<フィギュアスケート・GPシリーズ第6戦:フランス杯>◇27日◇パリ

 フィギュアスケート男子で小塚崇彦(トヨタ自動車)が完全優勝し、ファイナル出場が決定。日本勢は史上初めて、男女6人が出場する。

 小塚から出た言葉は、反省ばかりだった。今季最高得点、歴代で総合5位、フリーだけ見れば高橋に次ぐ史上2番目の高得点で優勝した。だが、一夜明けた28日、喜びはなかった。「映像を見たら、音楽から外れているところが何カ所かあった。もっと良い演技ができる。これが終わりじゃない」。そう振り返る表情には、王者の風格が漂った。

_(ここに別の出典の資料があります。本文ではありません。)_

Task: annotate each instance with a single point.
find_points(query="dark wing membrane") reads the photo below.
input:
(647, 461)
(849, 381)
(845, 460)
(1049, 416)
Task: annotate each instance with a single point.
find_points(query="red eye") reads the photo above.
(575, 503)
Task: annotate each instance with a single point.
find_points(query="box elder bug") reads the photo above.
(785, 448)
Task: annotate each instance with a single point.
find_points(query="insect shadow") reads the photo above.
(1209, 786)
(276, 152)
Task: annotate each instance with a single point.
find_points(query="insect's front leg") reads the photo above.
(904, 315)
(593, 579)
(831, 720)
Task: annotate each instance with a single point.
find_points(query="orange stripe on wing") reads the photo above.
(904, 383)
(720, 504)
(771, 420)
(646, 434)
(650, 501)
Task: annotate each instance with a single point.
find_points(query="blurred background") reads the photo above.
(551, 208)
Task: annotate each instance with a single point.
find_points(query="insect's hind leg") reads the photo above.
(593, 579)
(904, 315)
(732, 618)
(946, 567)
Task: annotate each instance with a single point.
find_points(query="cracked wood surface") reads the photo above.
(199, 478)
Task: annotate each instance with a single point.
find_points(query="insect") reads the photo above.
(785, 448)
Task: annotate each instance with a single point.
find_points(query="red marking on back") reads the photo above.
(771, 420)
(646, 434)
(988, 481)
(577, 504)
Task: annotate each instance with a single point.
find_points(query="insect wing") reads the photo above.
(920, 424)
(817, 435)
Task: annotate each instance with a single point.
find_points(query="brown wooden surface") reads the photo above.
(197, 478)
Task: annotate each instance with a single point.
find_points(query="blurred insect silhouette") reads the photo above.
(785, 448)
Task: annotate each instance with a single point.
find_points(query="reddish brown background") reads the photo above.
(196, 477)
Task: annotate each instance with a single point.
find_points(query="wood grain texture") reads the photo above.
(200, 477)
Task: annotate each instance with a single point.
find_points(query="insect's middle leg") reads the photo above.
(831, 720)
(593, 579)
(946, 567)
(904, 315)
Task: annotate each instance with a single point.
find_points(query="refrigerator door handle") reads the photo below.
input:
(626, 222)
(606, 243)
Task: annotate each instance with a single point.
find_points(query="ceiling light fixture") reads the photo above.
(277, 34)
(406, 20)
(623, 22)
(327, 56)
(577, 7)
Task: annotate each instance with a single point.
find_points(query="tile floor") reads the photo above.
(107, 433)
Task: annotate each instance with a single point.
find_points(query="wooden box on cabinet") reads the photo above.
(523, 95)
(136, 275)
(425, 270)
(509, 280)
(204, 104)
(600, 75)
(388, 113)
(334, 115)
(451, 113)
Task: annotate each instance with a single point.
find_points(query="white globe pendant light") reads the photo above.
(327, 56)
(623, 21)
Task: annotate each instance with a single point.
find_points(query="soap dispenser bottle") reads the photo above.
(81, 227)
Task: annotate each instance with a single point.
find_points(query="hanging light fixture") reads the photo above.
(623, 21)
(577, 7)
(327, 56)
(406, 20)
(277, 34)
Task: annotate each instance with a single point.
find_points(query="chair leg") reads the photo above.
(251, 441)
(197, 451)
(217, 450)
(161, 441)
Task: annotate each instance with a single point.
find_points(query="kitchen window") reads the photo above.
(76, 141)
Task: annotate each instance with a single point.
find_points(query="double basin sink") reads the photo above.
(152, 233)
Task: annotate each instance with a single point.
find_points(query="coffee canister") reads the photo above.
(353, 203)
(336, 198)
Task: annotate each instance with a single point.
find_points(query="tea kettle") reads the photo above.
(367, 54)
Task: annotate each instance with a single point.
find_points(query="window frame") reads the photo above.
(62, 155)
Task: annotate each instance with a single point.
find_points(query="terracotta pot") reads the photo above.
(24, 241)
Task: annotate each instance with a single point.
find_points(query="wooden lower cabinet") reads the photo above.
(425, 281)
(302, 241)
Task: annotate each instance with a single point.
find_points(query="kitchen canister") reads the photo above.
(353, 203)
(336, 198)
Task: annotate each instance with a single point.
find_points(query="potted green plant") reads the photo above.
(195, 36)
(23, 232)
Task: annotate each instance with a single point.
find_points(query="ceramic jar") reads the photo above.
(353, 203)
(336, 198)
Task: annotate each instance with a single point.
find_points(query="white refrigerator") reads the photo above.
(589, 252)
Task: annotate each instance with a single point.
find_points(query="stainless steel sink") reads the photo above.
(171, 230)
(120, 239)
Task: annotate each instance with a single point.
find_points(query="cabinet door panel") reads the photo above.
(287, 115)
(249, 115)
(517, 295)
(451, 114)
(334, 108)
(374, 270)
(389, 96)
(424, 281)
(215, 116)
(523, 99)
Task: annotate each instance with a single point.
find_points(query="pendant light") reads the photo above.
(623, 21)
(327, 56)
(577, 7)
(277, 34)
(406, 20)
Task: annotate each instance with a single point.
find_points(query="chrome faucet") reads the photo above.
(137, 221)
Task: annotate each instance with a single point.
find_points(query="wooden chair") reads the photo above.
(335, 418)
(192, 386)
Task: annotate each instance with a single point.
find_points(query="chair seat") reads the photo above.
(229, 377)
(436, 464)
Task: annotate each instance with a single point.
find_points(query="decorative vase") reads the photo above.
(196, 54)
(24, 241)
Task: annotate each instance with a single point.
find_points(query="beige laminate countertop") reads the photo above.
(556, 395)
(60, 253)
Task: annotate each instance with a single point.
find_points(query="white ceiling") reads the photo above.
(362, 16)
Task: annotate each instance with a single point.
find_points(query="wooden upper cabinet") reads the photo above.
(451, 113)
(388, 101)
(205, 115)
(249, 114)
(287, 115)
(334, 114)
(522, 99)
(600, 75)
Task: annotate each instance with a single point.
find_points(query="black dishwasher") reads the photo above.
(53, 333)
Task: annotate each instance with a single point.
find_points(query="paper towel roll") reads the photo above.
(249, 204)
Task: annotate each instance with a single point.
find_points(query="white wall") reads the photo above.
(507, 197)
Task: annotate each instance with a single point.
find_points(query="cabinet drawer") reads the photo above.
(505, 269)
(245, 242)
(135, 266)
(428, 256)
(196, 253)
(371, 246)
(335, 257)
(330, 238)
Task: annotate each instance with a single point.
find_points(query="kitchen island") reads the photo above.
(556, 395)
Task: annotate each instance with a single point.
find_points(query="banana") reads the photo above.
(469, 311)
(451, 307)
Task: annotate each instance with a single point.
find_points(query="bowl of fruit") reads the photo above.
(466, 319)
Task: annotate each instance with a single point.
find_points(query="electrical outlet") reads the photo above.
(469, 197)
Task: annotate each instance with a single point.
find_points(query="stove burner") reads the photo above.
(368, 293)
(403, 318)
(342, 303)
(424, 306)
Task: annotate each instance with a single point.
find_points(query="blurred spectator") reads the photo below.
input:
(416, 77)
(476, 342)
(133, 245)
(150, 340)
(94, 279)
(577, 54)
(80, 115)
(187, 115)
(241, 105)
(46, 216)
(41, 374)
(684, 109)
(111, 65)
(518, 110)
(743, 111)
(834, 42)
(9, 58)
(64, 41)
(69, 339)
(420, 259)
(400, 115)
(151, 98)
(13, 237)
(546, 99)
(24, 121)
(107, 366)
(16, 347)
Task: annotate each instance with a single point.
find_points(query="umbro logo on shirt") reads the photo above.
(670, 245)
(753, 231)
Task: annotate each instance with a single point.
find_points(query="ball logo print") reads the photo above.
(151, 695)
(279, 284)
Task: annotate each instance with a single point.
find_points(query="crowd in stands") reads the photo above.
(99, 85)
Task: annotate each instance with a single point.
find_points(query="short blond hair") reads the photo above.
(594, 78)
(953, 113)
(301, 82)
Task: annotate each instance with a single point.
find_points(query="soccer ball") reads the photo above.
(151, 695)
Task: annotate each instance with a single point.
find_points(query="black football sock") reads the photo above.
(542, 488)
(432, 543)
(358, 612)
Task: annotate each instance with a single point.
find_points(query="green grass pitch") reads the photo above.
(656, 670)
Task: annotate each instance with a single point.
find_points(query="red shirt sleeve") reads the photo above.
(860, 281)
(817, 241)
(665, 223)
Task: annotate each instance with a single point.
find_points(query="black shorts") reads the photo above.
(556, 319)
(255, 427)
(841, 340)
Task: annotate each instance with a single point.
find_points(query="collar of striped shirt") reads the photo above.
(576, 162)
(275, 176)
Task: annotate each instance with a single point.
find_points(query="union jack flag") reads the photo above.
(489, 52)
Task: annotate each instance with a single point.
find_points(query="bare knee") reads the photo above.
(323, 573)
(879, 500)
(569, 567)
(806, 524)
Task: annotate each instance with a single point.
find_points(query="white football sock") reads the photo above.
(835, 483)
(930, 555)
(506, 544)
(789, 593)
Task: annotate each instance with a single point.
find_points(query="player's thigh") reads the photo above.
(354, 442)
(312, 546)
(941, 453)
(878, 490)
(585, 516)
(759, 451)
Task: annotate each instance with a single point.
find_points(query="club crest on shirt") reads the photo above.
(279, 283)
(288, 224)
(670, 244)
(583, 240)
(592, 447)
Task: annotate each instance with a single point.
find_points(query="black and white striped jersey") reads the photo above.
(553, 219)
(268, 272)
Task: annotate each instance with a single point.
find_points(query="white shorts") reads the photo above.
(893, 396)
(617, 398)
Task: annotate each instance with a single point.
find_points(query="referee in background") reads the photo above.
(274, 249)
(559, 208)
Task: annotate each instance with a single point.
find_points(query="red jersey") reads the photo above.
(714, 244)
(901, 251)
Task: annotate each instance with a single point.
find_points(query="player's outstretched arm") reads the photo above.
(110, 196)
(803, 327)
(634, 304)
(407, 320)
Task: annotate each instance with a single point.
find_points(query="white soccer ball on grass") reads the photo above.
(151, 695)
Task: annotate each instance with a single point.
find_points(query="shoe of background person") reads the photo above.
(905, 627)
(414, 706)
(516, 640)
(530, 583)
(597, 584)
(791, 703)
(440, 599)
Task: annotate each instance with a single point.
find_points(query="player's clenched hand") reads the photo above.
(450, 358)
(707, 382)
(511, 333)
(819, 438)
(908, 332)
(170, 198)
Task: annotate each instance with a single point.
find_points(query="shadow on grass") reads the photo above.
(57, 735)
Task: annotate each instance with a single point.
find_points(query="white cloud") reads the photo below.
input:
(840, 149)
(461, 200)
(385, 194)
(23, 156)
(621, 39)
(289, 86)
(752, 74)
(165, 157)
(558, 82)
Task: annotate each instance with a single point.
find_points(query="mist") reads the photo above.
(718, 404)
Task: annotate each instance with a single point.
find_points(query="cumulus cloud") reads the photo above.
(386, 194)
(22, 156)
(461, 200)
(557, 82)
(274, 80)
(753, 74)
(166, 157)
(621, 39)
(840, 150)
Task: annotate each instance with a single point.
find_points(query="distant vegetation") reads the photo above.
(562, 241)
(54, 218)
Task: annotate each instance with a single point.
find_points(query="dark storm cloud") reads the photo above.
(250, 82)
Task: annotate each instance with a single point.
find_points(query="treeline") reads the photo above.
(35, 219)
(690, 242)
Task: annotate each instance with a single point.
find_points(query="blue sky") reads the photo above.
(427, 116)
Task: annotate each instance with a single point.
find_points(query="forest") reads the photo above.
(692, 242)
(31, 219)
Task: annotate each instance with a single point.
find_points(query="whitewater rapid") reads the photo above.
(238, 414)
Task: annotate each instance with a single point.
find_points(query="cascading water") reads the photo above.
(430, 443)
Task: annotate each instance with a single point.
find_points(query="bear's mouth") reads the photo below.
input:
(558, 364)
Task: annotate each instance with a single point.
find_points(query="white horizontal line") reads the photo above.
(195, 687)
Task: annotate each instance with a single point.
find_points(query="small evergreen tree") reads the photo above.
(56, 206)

 緊張感を完全に制御したフリー。演技直前、衣装のボタンがいくつか外れていた。だが「それに気づけたことがよかった。落ち着いていると、かえって思えた」。4回転トーループに始まるジャンプをすべて決めた。スケーティング技術も向上し「スタミナがついて、プログラムが終わっても、もう1回滑れるんじゃないかっていうぐらい安心感がある」。自信にあふれていた。

 バンクーバー五輪は8位で高橋、織田に続く第3の男だった。だが、今季の得点は2人を大きくしのぐ。出場6選手中、1位で臨む北京開催のファイナル。「何となくできちゃったじゃなく、コントロール内でできるかが最大の目標。あとは北京ダックが楽しみかな」。真の日本男子のエース争いに堂々と名乗り出た。